A years-long political deadlock, largely blamed on armed groups, eased enough this month to allow Lebanon’s parliament to elect a new president and appoint a prime minister backed by the United States and Saudi Arabia.
Despite the blow, Hezbollah is still able to muster thousands of fighters and also receives support from Lebanon’s large Shiite Muslim community. It may still be possible to find a way to rebuild within Lebanon’s unstable political system.
Syria
The overthrow of Bashar al-Assad’s regime last month was one of the most dramatic and unexpected outcomes of October 7, dismantling a brutal dictatorship. However, the inevitable chaos that followed created the conditions for new power struggles.
For nearly 13 years, al-Assad has largely suppressed an uprising against his family, which has held power for five decades, with support from Russia, Hezbollah and Iran.
But with Russia focused on the war in Ukraine and Iran and Hezbollah reeling from Israeli attacks, the Turkish-backed Islamist-led rebels of Hayat Tahrir al-Sham sensed an opportunity. They swept across Syria and overthrew the government within days.
With Iran and Russia at a disadvantage, Turkey is now well placed to play a vital role in Syria. The Russian government wants to keep some of its navy and air bases, but the outcome of negotiations with Hayat Tahrir al-Sham is unclear.
Meanwhile, the United States maintains a small military presence in Syria to fight the Islamic State terrorist group, allied with Kurdish-led forces that Turkey views as an enemy. Israel has occupied Syrian territory near the Golan Heights as a buffer zone and is carrying out large-scale airstrikes against suspected Syrian military and weapons targets.
Syria’s neighbors and European countries hosting millions of Syrian refugees are watching closely to see whether the country can achieve stability or descend into violent chaos again.
Iran
Iran’s powerful network of regional alliances would collapse, leaving the country vulnerable and potentially providing an incentive to build nuclear weapons.
Iran has long been considered one of the most influential powers in the Middle East, but it has been significantly weakened by the reordering of the past 15 months.

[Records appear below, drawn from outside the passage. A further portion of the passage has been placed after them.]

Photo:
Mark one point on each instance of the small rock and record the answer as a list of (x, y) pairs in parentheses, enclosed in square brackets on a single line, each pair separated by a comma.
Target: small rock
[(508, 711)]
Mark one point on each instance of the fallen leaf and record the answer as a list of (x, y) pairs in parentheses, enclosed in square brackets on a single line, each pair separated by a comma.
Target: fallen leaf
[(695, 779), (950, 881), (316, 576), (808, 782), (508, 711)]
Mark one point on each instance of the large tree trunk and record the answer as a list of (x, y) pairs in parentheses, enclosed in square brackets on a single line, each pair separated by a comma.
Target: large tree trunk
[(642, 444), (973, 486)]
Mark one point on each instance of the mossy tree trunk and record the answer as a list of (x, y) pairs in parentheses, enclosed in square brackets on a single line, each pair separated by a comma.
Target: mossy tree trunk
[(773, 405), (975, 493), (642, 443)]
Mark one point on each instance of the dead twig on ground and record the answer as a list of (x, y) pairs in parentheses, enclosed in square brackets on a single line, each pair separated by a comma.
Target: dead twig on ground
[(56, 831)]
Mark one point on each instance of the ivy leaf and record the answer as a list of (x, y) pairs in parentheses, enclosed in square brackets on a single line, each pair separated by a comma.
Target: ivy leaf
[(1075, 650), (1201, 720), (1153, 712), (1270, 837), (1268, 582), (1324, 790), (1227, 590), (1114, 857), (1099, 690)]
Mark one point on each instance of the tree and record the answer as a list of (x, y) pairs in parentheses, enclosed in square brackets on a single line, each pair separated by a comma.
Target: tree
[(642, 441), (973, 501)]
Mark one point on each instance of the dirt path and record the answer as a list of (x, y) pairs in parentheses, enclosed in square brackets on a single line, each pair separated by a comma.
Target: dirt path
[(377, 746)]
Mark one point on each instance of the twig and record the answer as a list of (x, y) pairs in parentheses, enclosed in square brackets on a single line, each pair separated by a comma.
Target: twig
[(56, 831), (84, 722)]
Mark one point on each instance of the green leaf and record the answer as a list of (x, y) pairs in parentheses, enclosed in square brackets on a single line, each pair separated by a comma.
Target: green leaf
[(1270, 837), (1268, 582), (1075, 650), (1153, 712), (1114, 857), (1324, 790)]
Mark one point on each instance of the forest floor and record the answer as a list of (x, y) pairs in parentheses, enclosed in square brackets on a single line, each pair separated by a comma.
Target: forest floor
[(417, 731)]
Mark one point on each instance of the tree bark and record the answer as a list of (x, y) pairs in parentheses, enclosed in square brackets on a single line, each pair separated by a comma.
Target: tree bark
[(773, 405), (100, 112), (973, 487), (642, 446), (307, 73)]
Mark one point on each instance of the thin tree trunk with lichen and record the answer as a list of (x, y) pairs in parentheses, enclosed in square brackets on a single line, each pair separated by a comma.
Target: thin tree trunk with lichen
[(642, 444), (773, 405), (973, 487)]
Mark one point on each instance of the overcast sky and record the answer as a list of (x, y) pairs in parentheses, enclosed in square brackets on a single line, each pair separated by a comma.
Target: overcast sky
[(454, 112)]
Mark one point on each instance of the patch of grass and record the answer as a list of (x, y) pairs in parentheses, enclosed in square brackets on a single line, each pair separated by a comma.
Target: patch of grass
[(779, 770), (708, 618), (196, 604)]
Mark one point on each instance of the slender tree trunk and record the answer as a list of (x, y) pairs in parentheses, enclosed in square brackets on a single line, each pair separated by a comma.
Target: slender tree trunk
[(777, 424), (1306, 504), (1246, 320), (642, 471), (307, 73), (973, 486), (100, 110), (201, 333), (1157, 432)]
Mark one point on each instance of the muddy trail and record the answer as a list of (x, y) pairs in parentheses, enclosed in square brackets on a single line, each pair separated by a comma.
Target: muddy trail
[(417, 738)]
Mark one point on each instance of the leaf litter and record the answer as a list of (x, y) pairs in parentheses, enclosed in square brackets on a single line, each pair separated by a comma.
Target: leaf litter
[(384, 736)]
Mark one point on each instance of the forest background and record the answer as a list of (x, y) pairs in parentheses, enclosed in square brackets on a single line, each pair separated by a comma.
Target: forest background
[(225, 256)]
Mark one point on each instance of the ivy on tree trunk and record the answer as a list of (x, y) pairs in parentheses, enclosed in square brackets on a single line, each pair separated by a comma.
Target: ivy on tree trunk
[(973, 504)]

It has effectively lost much of its once-powerful Axis of Resistance, a network of allies it used to counter U.S. and Israeli influence.
Its closest partner, Hezbollah, is currently too weak to pose a serious threat to Israel. And with al-Assad’s expulsion from Syria, Iran lost influence in a country that provided arms and a vital supply line for militants.
The red lines that had previously kept the region from all-out war have been erased. Iran and Israel have been conducting direct airstrikes against each other since Israel assassinated Hamas political leader Ismail Haniyeh while he was in Tehran.
It is unclear where exactly it will go from Tehran. A weakened Iranian government, feeling increasingly vulnerable, may be forced to weaponize its decades-old nuclear program. U.S. officials have warned that it may only take weeks for Iran to enrich uranium to bomb-grade levels.